This is despite industry groups agreeing on the whole that fleets using fuel cards are able to manage payments, reduce fraud and monitor drivers' fuel habits more effectively.
The main advantage in the fuel card versus credit card debate centres on fuel management. By using a fuel card, fleets have access to information such as where fuel was bought, the time it was purchased, the quantity, the grade and the cost in pence per litre.
However, according to research completed by Datamonitor in its report 'Card Services for European Fleet Managers' last month, 20% of fleets are not sure of the services available from fuel cards (Fleet NewsNet, June 10).
Steve Riggens, marketing manager for fleet services at BP, outlined some of the benefits of using fuel cards over credit cards.
He said: 'Fleets can use online fuel account management services. This means managers can cancel or order new cards and manage their use online. If fleets are trying to manage miles per gallon across the fleet, they would be unable to do this using a credit card. The only details gained from a credit card are the place of purchase, price and time.'
Having greater control over fuel budgets enables fleets to become more cost-effective. Using a credit card system also enables drivers to purchase additional items which could end up being swallowed up within the fuel budget.
Controlling what is purchased on a company credit card could become an extra burden for the fleet manager, as items such as food or drink may be difficult to pick up without the necessary invoices being available.
Using a fuel card, fleets are able to stipulate exactly which items drivers can buy, such as solely diesel or petrol and oil.
Teresa Maynard, head of fuel at Castle Fuel Cards, said: 'If fleets want a clear and transparent fuel management process, a standard fuel card is unbeatable because it only allows drivers to buy fuel and lubricants.
'The consolidated monthly fuel card bill shows exactly what the fleet has spent on fuel, no more and no less, leaving fleet managers only with the job of separating business and private use.'
Restricting what can and what cannot be bought on a fuel card can slash fuel costs across the fleet, according to Clive Forsythe, Arval PHH's sales director.
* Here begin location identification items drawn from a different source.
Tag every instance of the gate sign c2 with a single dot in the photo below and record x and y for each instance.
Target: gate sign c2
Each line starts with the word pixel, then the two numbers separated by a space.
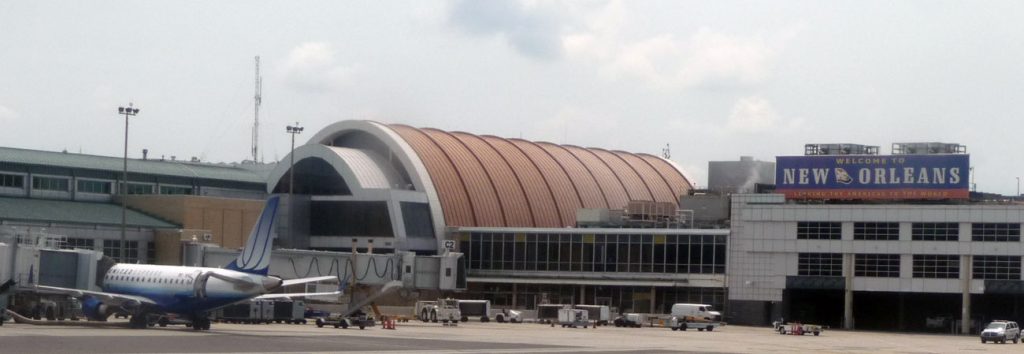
pixel 873 177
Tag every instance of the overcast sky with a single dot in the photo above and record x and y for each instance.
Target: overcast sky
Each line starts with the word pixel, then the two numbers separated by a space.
pixel 716 79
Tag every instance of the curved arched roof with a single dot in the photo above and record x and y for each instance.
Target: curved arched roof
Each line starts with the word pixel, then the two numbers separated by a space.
pixel 492 181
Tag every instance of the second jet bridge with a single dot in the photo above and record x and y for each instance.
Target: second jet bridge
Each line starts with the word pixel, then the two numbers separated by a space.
pixel 443 272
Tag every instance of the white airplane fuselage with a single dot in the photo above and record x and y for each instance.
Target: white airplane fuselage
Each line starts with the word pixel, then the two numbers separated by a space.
pixel 179 290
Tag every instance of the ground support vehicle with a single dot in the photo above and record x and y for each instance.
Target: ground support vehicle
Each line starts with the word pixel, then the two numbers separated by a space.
pixel 699 316
pixel 797 328
pixel 5 290
pixel 476 308
pixel 569 317
pixel 357 319
pixel 290 312
pixel 548 313
pixel 600 314
pixel 629 320
pixel 509 316
pixel 443 310
pixel 1000 332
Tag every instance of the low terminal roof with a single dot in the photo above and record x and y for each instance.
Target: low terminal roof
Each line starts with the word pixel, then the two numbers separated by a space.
pixel 19 209
pixel 154 167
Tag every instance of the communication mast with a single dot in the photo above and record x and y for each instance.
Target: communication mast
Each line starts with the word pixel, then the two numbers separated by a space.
pixel 258 99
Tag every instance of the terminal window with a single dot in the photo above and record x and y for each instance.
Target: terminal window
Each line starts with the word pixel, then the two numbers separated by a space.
pixel 936 266
pixel 82 244
pixel 877 265
pixel 935 231
pixel 818 230
pixel 49 183
pixel 175 190
pixel 14 181
pixel 876 230
pixel 596 253
pixel 112 248
pixel 90 186
pixel 819 264
pixel 349 218
pixel 136 188
pixel 997 267
pixel 998 232
pixel 416 217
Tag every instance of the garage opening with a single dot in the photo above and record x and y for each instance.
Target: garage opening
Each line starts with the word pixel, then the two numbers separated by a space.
pixel 814 306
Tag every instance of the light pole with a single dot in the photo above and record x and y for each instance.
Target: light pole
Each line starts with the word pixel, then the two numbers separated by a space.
pixel 291 171
pixel 127 112
pixel 291 182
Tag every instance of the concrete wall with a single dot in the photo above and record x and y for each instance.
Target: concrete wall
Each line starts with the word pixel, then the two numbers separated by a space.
pixel 764 248
pixel 228 220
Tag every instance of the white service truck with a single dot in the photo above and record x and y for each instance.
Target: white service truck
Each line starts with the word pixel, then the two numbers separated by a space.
pixel 443 310
pixel 699 316
pixel 797 328
pixel 476 308
pixel 629 320
pixel 600 314
pixel 509 316
pixel 569 317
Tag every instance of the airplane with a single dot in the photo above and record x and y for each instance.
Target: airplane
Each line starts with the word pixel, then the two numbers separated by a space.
pixel 144 291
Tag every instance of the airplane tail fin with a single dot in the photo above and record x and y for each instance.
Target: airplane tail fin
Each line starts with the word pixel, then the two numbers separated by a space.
pixel 255 258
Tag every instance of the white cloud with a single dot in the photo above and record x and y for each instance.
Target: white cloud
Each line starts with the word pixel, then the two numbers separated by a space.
pixel 563 128
pixel 7 115
pixel 311 67
pixel 532 28
pixel 756 115
pixel 707 57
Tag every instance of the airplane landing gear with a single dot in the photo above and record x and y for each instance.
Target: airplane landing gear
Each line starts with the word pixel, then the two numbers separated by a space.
pixel 201 322
pixel 138 321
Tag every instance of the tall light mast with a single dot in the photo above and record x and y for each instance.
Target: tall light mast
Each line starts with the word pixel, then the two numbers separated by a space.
pixel 258 99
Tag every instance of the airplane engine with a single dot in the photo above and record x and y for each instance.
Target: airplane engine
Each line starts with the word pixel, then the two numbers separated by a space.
pixel 95 310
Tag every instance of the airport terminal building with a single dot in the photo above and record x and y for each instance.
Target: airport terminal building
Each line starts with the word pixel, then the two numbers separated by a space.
pixel 77 196
pixel 513 208
pixel 907 251
pixel 848 237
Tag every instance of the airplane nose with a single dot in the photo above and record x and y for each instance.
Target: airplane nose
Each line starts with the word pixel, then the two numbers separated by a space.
pixel 271 282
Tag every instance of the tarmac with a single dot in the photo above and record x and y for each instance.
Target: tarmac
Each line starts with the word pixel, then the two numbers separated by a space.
pixel 470 338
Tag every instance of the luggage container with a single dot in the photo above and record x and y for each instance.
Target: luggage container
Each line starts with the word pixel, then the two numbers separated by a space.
pixel 475 308
pixel 569 317
pixel 600 314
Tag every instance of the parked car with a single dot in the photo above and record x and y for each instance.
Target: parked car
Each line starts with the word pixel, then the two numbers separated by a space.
pixel 1000 330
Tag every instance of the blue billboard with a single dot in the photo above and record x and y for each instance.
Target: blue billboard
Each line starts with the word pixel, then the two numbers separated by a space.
pixel 873 177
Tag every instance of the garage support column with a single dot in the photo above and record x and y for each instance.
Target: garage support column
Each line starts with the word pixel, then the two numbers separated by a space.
pixel 514 295
pixel 848 292
pixel 966 289
pixel 652 294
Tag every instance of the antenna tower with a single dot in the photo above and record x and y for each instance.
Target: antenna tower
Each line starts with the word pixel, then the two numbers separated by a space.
pixel 258 99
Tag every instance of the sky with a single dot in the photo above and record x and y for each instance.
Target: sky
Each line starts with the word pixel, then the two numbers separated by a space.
pixel 713 80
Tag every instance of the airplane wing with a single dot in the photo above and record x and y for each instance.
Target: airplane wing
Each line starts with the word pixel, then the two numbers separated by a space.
pixel 296 295
pixel 309 279
pixel 114 299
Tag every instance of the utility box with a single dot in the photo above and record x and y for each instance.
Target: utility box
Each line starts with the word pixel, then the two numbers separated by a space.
pixel 475 308
pixel 569 317
pixel 453 272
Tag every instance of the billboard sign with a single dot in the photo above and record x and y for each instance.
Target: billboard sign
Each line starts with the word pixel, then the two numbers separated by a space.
pixel 873 177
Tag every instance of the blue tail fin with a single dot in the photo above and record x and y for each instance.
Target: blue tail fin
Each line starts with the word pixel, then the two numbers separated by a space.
pixel 255 258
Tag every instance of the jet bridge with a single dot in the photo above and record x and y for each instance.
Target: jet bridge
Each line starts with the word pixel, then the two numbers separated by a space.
pixel 443 272
pixel 367 276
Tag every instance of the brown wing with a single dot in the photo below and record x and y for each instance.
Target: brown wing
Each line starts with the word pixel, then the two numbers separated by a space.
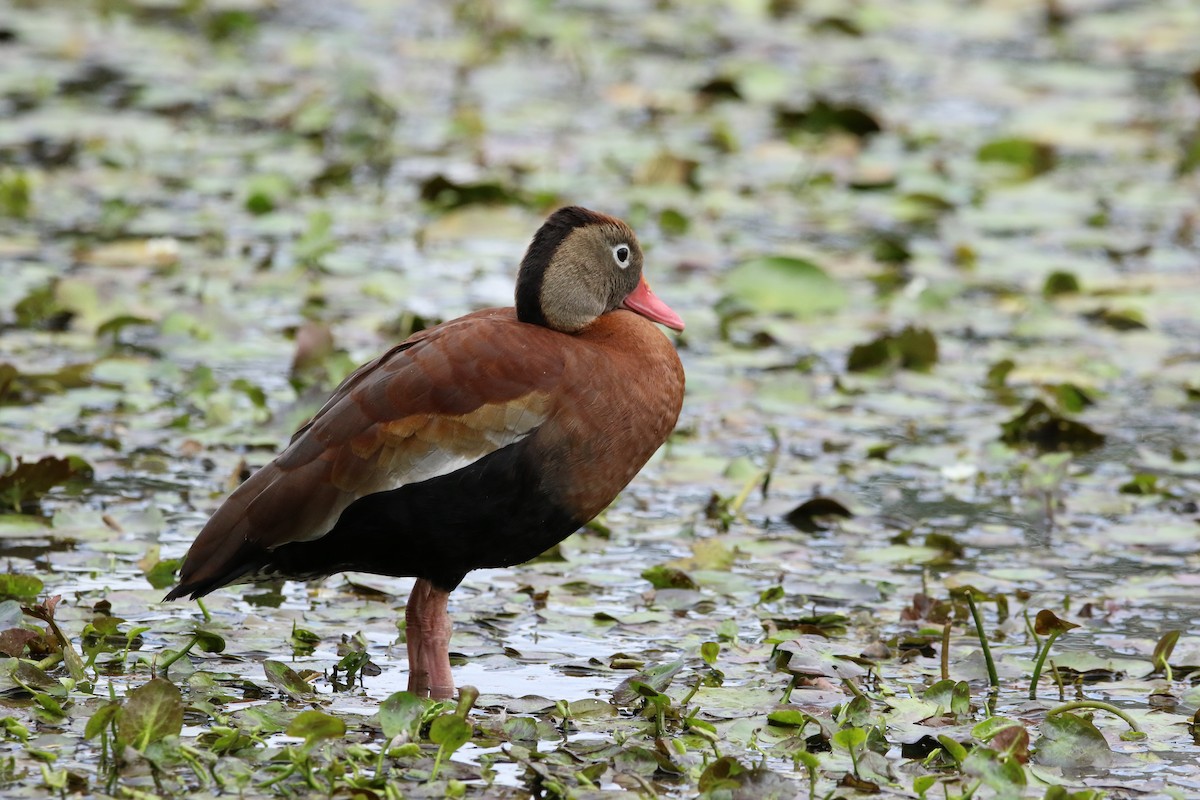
pixel 431 405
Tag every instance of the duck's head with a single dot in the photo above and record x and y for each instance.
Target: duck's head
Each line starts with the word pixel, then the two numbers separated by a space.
pixel 580 265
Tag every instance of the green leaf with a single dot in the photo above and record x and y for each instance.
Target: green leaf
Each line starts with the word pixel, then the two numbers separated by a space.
pixel 923 783
pixel 657 678
pixel 785 284
pixel 208 641
pixel 850 738
pixel 401 714
pixel 987 729
pixel 100 720
pixel 1005 776
pixel 1041 427
pixel 312 726
pixel 1060 283
pixel 789 717
pixel 1047 623
pixel 953 749
pixel 28 482
pixel 287 680
pixel 19 587
pixel 1164 649
pixel 449 732
pixel 1029 157
pixel 1071 741
pixel 162 573
pixel 669 577
pixel 150 713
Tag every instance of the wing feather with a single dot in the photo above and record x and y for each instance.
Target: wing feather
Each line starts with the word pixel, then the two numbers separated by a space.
pixel 426 408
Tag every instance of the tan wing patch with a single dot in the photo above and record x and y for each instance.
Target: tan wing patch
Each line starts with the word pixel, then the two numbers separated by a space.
pixel 423 446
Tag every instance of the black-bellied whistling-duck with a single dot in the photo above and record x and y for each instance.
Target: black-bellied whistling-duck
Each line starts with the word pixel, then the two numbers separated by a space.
pixel 478 443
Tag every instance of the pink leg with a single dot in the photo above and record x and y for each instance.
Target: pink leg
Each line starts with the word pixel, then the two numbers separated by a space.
pixel 429 630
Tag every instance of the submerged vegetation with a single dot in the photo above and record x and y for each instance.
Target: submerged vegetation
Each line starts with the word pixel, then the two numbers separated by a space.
pixel 928 527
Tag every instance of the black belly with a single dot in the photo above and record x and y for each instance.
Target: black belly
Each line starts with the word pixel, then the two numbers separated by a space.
pixel 495 512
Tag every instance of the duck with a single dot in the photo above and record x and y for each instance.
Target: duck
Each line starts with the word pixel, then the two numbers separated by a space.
pixel 477 443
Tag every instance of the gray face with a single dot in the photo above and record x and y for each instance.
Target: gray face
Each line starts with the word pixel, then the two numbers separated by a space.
pixel 591 272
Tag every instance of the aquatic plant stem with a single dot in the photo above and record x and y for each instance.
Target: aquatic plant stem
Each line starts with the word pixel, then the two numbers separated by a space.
pixel 1037 666
pixel 993 679
pixel 1099 705
pixel 946 651
pixel 166 665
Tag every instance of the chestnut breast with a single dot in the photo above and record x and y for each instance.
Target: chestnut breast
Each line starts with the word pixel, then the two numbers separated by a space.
pixel 619 398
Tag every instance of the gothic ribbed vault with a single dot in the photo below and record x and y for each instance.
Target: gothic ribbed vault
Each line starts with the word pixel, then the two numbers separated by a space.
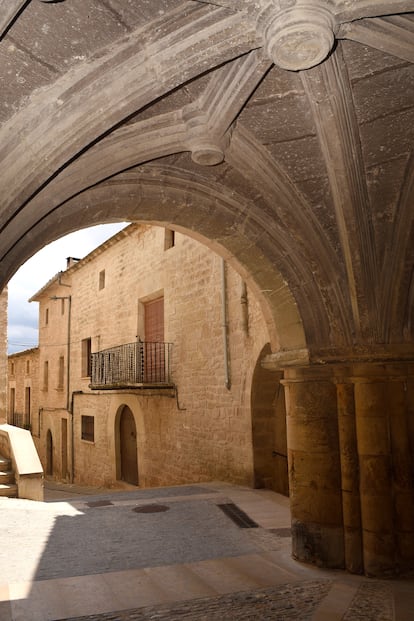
pixel 278 131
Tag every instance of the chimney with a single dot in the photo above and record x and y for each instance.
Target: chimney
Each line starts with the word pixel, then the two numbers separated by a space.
pixel 71 261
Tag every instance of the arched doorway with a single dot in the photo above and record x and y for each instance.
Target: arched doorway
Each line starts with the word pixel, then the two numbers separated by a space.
pixel 49 453
pixel 269 428
pixel 126 445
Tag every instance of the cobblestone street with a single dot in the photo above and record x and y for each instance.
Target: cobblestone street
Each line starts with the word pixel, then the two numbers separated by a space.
pixel 173 553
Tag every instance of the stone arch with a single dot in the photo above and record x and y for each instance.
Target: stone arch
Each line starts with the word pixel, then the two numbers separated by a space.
pixel 220 222
pixel 269 428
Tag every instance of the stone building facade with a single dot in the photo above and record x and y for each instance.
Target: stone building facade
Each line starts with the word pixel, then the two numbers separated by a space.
pixel 220 416
pixel 3 355
pixel 23 389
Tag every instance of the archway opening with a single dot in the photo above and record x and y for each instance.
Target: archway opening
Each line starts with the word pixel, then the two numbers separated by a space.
pixel 269 428
pixel 126 446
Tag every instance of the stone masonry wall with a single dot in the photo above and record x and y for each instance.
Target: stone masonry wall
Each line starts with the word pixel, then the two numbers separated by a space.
pixel 209 435
pixel 3 356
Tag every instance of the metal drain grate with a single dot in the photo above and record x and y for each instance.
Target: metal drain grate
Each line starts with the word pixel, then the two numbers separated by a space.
pixel 281 532
pixel 238 516
pixel 99 503
pixel 151 509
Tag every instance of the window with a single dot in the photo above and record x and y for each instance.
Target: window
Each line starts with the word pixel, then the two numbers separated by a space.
pixel 169 239
pixel 45 375
pixel 88 428
pixel 12 403
pixel 27 406
pixel 61 372
pixel 86 357
pixel 102 279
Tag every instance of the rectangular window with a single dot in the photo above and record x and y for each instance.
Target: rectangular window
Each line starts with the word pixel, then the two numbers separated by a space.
pixel 102 279
pixel 88 428
pixel 45 375
pixel 27 406
pixel 12 404
pixel 169 239
pixel 61 372
pixel 86 357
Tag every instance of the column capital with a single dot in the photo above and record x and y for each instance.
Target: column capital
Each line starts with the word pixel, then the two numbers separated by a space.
pixel 297 34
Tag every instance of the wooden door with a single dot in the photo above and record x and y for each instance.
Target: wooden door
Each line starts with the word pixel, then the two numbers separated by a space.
pixel 128 447
pixel 49 453
pixel 154 356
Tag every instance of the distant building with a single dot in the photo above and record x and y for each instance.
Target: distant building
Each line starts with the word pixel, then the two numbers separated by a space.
pixel 23 389
pixel 149 370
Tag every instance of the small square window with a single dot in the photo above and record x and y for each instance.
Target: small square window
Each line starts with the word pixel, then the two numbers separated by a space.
pixel 88 428
pixel 169 239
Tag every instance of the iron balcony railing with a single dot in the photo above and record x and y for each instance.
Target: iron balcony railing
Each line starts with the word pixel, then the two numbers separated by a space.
pixel 133 364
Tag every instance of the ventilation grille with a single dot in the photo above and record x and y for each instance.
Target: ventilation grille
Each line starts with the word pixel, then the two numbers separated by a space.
pixel 238 516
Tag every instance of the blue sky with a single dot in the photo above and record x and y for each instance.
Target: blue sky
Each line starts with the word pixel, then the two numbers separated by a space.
pixel 23 316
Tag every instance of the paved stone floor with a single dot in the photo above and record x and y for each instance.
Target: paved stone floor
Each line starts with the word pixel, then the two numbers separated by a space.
pixel 172 553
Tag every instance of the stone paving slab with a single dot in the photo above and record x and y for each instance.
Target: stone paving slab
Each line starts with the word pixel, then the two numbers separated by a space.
pixel 92 556
pixel 114 538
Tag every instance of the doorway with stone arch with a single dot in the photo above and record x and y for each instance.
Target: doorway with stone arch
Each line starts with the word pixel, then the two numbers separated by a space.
pixel 126 446
pixel 269 428
pixel 49 453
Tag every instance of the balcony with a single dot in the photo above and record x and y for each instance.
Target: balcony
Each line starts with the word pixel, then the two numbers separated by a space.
pixel 140 365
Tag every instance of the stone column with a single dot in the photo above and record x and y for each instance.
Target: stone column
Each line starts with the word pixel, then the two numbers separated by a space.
pixel 314 467
pixel 386 468
pixel 349 477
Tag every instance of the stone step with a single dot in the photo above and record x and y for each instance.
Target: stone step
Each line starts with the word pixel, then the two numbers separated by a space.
pixel 9 490
pixel 6 476
pixel 5 464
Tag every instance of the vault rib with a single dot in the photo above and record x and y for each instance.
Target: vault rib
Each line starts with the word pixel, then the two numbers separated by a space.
pixel 86 110
pixel 328 92
pixel 143 141
pixel 395 256
pixel 308 242
pixel 392 35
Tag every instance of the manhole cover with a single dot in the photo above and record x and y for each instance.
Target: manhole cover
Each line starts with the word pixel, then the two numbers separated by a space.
pixel 151 509
pixel 99 503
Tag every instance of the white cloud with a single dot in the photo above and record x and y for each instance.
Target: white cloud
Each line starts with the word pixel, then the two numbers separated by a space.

He said: 'Fuel cards have proved more effective when it comes to minimising and controlling costs. They can be linked to a specific driver or vehicle and restrictions can be imposed on particular fuel types or other products. Fuel cards have the added benefit of providing back-up detailed management reporting, advice and consultation.'
Fraudsters are able to target all methods of payment but, with the latest chip and PIN technology, both credit cards and fuel cards are becoming more secure.
One of the advantages of using a fuel card management system is that discrepancies that occur can be picked up almost immediately.
A spokeswoman from fuel audit group McKinnon & Clarke said: 'An advantage of using a fuel card is that any security issues can be picked up quickly, as invoicing is done weekly, and irregular card activity can be identified and reported.'
However, despite the management benefits of fuel cards outweighing those of credit cards, there are some advantages to using a company credit card, one being that it can sometimes help in sticky situations.
Riggens said: 'There are some advantages of using a credit card. If there is an emergency and a business driver needed to check into a hotel they could pay for it on the credit card. Also, if a company needed to increase the credit terms they could do so on a credit card whereas you do not have revolving credit on a fuel card.'
However, when weighing up the pros and cons of fuel cards, the idea of streamlined costs, improved management and driver monitoring must be a plus on any fleet wish list.